Opinião

Deus dos evangélicos também participou do golpe

Por Juan Arias

Durante as cenas de guerra vistas no assalto ao coração político do Brasil, havia supostas canções religiosas

Wey Alves/Especial Metrópoles

A tentativa de golpe dos fascistas de extrema-direita que terminou com a destruição física das sedes dos três poderes do Estado e das suas obras de arte e história, já foi analisada em todo o mundo nos mínimos detalhes.

As declarações dos mais de 1.000 apoiadores de Bolsonaro , que acabaram presos e estão sendo julgados, contaram um detalhe que ainda não se sabia. Durante as cenas de guerra, com a aparente conivência dos militares e vendagem dos policiais, hoje se sabe que também ocorreram “canções religiosas”. Até Deus os golpistas envolveram na barbárie perpetrada à luz do sol.

Esse detalhe das canções religiosas misturado ao barulho da destruição de tudo o que os golpistas encontraram diante de seus olhos, inclusive preciosas obras de arte, ainda deve ser analisado, pois se deveu à presença massiva de fiéis das inúmeras igrejas evangélicas que acabou formando um verdadeiro exército de Bolsonaro subjugado pelo lema de “Deus acima de tudo”.
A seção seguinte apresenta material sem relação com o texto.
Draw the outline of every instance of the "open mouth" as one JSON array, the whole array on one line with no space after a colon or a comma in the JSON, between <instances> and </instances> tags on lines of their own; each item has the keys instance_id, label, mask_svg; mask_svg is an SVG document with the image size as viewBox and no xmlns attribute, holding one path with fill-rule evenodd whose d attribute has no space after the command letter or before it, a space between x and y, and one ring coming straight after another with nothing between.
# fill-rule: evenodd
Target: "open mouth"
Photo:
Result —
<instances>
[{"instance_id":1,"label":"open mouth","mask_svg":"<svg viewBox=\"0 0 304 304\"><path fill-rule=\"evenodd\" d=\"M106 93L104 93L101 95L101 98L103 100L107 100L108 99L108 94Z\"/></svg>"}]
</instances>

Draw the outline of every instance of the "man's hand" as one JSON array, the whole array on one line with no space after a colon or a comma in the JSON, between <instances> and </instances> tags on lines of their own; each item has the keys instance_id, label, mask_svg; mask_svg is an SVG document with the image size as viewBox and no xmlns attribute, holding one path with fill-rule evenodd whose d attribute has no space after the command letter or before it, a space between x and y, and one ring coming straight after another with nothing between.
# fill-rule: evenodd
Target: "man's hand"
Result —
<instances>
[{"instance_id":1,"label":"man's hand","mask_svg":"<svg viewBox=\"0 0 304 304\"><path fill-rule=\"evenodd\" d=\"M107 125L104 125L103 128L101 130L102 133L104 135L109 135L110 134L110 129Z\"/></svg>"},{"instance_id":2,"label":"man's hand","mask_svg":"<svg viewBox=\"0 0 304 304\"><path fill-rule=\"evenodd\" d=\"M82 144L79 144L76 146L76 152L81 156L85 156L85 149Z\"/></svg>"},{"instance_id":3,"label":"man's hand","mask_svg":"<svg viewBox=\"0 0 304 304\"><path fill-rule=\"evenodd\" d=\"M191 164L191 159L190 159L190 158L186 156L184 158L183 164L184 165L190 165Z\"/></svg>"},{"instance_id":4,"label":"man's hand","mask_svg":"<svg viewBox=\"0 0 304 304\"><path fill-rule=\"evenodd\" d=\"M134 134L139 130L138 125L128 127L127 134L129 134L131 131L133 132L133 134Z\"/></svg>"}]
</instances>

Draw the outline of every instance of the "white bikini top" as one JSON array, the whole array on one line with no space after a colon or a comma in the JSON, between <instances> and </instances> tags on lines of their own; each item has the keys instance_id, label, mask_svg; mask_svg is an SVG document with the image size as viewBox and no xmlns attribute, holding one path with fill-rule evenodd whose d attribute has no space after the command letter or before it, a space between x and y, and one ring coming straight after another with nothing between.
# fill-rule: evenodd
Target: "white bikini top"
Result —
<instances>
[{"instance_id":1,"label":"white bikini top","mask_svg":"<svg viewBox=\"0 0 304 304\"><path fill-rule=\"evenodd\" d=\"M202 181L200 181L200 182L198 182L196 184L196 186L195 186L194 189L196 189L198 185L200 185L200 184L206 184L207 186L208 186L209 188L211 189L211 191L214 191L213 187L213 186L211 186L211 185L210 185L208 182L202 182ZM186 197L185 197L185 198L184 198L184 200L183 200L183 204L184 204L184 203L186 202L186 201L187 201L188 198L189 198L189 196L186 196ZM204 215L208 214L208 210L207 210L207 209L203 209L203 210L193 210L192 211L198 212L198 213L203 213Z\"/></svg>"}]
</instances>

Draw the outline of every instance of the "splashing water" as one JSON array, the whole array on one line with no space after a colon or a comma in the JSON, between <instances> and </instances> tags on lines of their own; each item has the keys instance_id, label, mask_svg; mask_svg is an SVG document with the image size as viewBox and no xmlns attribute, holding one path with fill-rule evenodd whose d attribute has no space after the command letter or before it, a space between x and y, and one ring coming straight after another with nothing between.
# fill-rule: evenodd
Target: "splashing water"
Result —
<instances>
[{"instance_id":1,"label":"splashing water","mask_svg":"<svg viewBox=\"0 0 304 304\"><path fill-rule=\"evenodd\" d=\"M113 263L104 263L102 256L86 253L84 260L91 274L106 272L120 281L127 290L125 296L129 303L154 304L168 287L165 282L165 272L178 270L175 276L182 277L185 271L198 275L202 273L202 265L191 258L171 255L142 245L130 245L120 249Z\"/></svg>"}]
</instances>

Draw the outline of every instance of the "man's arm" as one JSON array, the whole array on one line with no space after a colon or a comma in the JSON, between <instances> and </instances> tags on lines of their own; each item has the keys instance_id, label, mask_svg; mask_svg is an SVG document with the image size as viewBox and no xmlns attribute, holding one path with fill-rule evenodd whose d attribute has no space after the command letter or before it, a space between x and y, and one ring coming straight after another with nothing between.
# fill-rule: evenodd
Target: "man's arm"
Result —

Sim, não será possível estudar o movimento neofascista de extrema direita trazido por Jair Bolsonaro, expulso do Exército ainda muito jovem por seus impulsos golpistas dentro dos quartéis, sem o apoio que ele mesmo teve dos milhões de evangélicos que o escolheram como líder e mito chamado por Deus para combater um “comunismo” que certamente não existe no Brasil.

Sabe-se que hoje mais de 30% dos brasileiros são evangélicos que já tiveram 178 mil templos no ano passado frequentados por 70 milhões de fiéis que votaram quase em massa em Bolsonaro. Seguem fielmente os ditames de seus párocos, que costumam ser ouvidos até pelos católicos na hora de ir às urnas. E os pastores evangélicos, alguns deles, como os criadores e gestores das maiores igrejas, são poderosos e figuram entre os empresários mais ricos do país e até nas listas dos maiores milionários do mundo.

O presidente Lula da Silva, imediatamente, entendeu quando se jogou no ringue contra Bolsonaro que o mundo religioso, mesmo parte do mundo católico que no passado votou nele, havia emigrado para a extrema direita. E isso porque um ponto forte do programa neofascista era convencer os milhões de evangélicos de que se o “comunista” Lula ganhasse as eleições, acabaria fechando os templos evangélicos e perseguindo seus fiéis, ao mesmo tempo em que liberaria o aborto e favoreceria o casamento gay.

Lula estava tão convencido desta vez de que dificilmente seria eleito sem a ajuda de pelo menos algumas igrejas evangélicas menos fanáticas que mobilizou aqueles que tinham alguma ligação, até pessoal, com grupos evangélicos para arranhar pelo menos um alguns milhares de votos.

 
 

Ainda não é possível saber o índice de votos evangélicos que Lula conseguiu mover para ele ou que argumentos usou para convencê-los a segui-lo. Deve ter tido, porém, certa dimensão, pois uma das primeiras coisas que fez, algo que teria parecido incomum em seus governos anteriores e também no de Dilma, foi ceder um cargo em seu novo governo para o Pastor Paulo Marcelo Schallenberger, da Assembleia de Deus.

O pastor que trabalhará no palácio presidencial próximo a Lula terá a missão de atrair seguidores para o novo governo, principalmente das pequenas igrejas que são muito numerosas e que não estão tão presas às grandes confissões e são menos politizadas.

Segundo o jornal O Globo , existem 78.500 igrejas evangélicas no Brasil que não pertencem a nenhuma das grandes confissões. E é nessas igrejas que Lula, agora apoiado por um pastor evangélico em seu governo, quer penetrar para ganhar seu consenso e preencher a lacuna deixada para ele pela Igreja Católica, que se tornou a confissão dos altos e médios classe hoje mais perto do liberalismo de Bolsonaro . Foram os evangélicos, com efeito, que herdaram os milhões de fiéis perdidos pelos católicos e que Lula quer reconquistar.

A questão para o novo governo é delicada e significará um trabalho de base lento que só pode render resultados positivos no futuro. As canções religiosas, que se misturavam com o barulho da destruição dos palácios políticos de Brasília durante o golpe bolsonarista, eram sintomáticas. Acabaram fazendo a classe política refletir, assustando aqueles que ainda apostam na democracia como a melhor forma encontrada de convivência e progresso e defesa de todos os deserdados da sociedade e condenados à barbárie.